Campus, magazine scientifique de l’Université de Genève
Telle est la manchette qui orne la couverture du numéro 125 de Campus, le magazine scientifique de l’Université de Genève, publié en juin 2016.
Annonçant un dossier comportant une série d’articles consacrés à ce sujet, Campus annonce, toujours sur sa couverture que “l’abandon programmé de l’énergie nucléaire sanctionne ce qui apparaît avec le recul comme une erreur technologique”. (1)
“Le nucléaire est un choix technologique erroné qui a coûté (et qui coûtera encore) des sommes pharaoniques pour un résultat très médiocre.”

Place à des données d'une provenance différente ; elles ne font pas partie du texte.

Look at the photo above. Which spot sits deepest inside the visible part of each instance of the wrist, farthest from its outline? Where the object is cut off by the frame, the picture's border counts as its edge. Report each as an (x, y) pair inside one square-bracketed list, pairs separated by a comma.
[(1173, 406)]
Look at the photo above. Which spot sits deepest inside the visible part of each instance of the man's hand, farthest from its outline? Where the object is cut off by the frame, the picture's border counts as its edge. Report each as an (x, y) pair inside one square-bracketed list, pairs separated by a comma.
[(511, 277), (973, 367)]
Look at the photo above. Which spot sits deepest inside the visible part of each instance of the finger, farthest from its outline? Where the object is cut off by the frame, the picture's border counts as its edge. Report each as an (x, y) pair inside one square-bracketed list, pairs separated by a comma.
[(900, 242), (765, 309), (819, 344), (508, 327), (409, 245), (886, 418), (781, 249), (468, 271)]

Cette déclaration du professeur Walter Wildi, professeur honoraire de la Faculté des sciences de l’Université de Genève et ancien membre de la Commission fédérale pour la sécurité des installations nucléaires de 1997 à 2007, tient lieu de titre au premier de ces articles qui est constitué d’une interview de cette personnalité. Toutefois, l’identité de l’interviewer n’est pas donnée.
Le professeur Wildi y relate, à grands traits, l’histoire du nucléaire en Suisse. Celle-ci débute en 1946 avec la décision du Conseil fédéral de mettre sur pied une commission chargée d’étudier les possibilités d’équiper la Confédération de l’arme nucléaire, option qui ne sera abandonnée officiellement qu’en 1988 !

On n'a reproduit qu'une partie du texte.